A few years ago, the Election Commission started the system of going to the houses of the elderly citizens to vote them sitting there, so that they do not have to bother coming to the polling booth. And all of these are paper ballots, that is, paper ballots.

Counting of votes at any counting center begins by first counting these postal and paper ballots. It may take half an hour to an hour depending on the center.

As a result, the counting of votes started from eight in the morning, but the counting of EVMs started at around nine in most of the centres.

After each round of voting, the EVMs are locked and kept in the strongrooms of various parliamentary centers under tight security. On the morning of the counting day, the EVMs will be taken out of the strongroom and brought to the counting center and its seals will be broken in front of the representatives of all the participating political parties or candidates.
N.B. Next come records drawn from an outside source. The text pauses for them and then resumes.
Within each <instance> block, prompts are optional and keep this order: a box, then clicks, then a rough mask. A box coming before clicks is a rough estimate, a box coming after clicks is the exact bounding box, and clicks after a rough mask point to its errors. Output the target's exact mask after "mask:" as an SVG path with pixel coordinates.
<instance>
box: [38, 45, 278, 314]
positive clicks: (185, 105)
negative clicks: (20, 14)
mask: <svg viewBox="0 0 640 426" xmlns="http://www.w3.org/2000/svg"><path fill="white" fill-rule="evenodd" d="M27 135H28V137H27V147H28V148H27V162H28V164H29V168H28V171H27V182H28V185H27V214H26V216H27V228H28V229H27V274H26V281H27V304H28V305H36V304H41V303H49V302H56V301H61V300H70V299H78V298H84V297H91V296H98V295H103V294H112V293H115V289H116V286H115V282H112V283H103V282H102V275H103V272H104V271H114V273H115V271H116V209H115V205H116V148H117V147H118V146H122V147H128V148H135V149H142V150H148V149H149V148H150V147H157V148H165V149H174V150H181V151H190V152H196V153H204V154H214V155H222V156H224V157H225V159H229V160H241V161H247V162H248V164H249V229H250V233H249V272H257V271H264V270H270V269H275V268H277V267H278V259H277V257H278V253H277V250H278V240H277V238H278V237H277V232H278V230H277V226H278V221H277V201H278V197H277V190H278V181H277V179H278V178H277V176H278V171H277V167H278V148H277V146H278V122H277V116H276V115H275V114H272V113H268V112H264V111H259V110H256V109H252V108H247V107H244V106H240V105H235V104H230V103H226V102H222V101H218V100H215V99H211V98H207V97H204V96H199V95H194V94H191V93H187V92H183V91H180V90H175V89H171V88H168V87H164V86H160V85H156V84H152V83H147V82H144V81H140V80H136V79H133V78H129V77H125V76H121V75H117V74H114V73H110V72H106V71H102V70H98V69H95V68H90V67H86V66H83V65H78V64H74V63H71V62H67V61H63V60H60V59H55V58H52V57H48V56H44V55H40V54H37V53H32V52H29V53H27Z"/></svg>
The ‘control unit’ of each EVM should be thoroughly checked whether it is well sealed, working properly or not – before the counting starts and the counting process should start with the consent of the representatives of all the parties.

Counting Supervisors and Counting Assistants – who are appointed by the Returning Officer of that Parliamentary Constituency – conduct the counting process at each centre.

The control unit of the EVM keeps showing the votes obtained by each candidate one by one.

After 14 EVMs are counted consecutively in one round, the result of one round is declared and then after the counting of 14 more EVMs is completed, the result of the next round is declared. Thus, when all the EVMs are counted, the returning officer of that center declares the final result and hands over the winner’s certificate to the candidate who got the most votes on behalf of the Election Commission.

Despite the Commission’s best efforts to keep the counting process free of controversy, it has been seen that the EVMs have been mired in controversy in almost every election in India.

In many cases, the losing party alleges that EVMs can and have been tampered with – although the Supreme Court of India has not ordered a ban on the use of EVMs till date.